Something wonderful happens to people after they have had their cochlear implants for a while. They get on with life!
As a late-deafened adult and cochlear implant recipient, I know the emotional roller coaster of losing one’s hearing; the life and relationship issues that go with that; and finally the high of getting sound back. Definitely “emotional roller coaster” is the right descriptive phrase.
Have you ever ridden a roller coaster? What can you do when you are riding one? About all you can do is ride. You might talk with the person next to you, laugh, or yell, or scream, but you won’t be composing a report or holding a meeting.

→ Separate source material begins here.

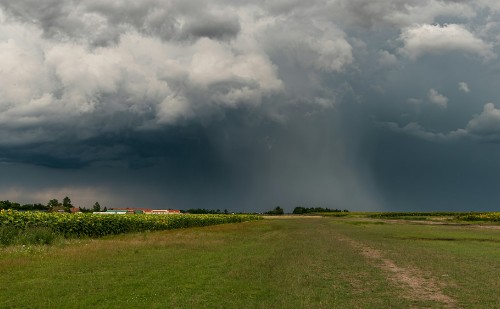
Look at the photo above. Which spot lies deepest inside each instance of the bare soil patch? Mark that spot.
(417, 284)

As my hearing loss progressed, I participated in life less and less. I quit going to movies, parties or anything that involved a large noisy group or a large room that might echo sound. I stopped using the phone and pretty much limited my communication to family and close friends. Anything beyond that was intimidating, like standing up in a roller coaster. If I had to be on this ride, then I was going to stay seated in my little box and hang on so I felt safe. I might look at the scenery once in a while, but it was easier not to.

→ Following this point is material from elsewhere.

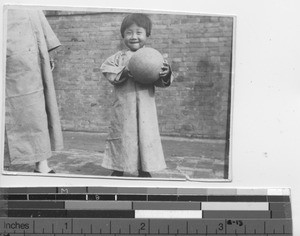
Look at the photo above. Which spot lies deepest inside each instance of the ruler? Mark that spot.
(144, 211)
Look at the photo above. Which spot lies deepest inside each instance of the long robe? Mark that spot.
(32, 120)
(134, 141)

I like the feeling of getting off a roller coaster. That first step of putting solid ground under your feet feels so reassuring. I love looking around and being able to walk away and put some distance between me and a ride that I don’t like.
With my cochlear implants, I can get off the ride. I’ve got the ground under my feet again. I can walk away and join the world for the day and I don’t have to get back on until the sun is down and the roller coaster sleeps.

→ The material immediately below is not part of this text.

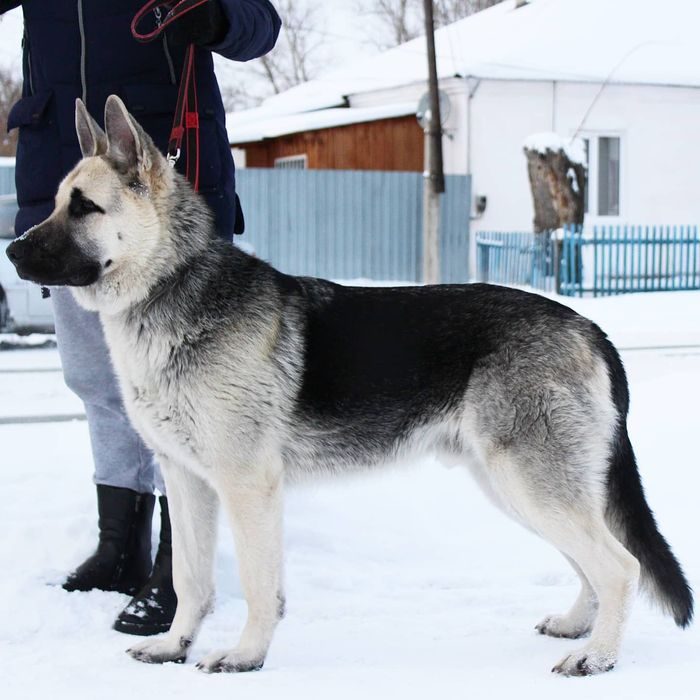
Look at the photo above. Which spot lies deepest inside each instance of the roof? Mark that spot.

It is fun though, especially when you don’t like a ride, to go on the ride with friends. I attended my first Hearing Loss Association of America (HLAA) convention this year in June. It was a wonderful experience and the first time I really enjoyed the ride, the hearing loss roller coaster. When we get on the roller coaster together, we hug, we smile, we share the ride and we laugh!
I have noticed that many of the friends I have made through my blog, the Bionic Ear Association, the HLAA and the online forum, Hearing Journey, are getting off the roller coaster and walking away. They have other things to do and lives to live. What a wonderful thing this is!